[Libav-user] Question about the libraries' naming and rule #16

Soltic Lucas soltic.lucas at gmail.com
Wed Jun 8 02:19:58 CEST 2011


Le 7 juin 2011 à 17:29, Phil Turmel a écrit :
> Admirable intent, but you must make it possible for your users to substitute their own compilation of FFmpeg into your application.  Dynamic linking is the simplest way to satify that requirement of the LGPL.

What does LGPL exactly says about this point? I'm asking this because users CAN replace my static FFmpeg's libraries with their own, but they would need to recompile the library. Thus it's not the simplest way, but it's possible.

> Another case:  If your app hard-codes a specific codec, and the end-user wants a different one, they could modify their personal copy of FFmpeg to change codec IDs, and trick your app into using the alternate.  That's why you are obligated to permit reverse engineering of *your* code.

I do provide the source code of my library and the script used to build it. With this script the developer can exactly choose which decoders he/she wants to enable. If he/she ever wanted to modify the FFmpeg sources he can too. If he/she ever wanted to change the FFmpeg's version being used, it's possible too. There is nothing against changing the supported codecs, but at build time only. Once it's built, it's built.

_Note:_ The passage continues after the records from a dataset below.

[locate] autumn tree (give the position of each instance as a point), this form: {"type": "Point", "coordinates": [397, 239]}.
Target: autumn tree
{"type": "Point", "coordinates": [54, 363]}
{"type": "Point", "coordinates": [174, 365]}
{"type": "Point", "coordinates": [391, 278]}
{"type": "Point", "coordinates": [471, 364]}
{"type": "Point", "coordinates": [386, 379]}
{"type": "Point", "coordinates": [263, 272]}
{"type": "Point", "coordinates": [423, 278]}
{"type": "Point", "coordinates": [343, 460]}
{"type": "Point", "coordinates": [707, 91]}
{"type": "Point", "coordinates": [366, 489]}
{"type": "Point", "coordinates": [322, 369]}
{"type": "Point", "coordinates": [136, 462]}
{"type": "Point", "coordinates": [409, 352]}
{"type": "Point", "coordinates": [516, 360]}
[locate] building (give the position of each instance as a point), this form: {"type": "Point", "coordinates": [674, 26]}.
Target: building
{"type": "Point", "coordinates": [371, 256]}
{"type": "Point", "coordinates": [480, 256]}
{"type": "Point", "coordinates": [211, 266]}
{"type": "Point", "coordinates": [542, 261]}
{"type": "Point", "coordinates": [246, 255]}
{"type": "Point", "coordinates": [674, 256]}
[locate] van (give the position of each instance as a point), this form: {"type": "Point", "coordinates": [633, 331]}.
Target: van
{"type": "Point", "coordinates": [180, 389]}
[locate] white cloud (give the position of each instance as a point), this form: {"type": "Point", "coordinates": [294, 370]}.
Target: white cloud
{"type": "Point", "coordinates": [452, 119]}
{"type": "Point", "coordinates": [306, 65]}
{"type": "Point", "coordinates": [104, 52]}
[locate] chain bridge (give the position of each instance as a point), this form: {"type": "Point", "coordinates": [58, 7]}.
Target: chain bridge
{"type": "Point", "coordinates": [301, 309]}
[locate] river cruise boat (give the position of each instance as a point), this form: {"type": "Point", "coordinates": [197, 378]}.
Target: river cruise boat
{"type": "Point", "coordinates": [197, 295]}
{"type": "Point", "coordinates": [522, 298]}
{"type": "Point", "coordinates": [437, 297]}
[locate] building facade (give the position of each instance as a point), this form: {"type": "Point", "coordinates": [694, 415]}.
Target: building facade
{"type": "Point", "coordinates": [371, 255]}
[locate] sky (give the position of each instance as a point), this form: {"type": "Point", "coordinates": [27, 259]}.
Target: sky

Le 7 juin 2011 à 17:30, Alex Cohn a écrit :

> Kirill, it's no cheating to link all libav* static libraries
> (including swscale) into single dynamic library. That's exactly what
> rockplayer did for Android. It is an easy and clean way to avoid LGPL
> troubles.
> 
> Alex

From what you say, I suppose I shouldn't even care for that kind of issue, and should statically link my library against FFmpeg, as LGPL is not a problem to me. Actually I'm getting a bit lost between those who say it's possible, and those who say it's not (easily).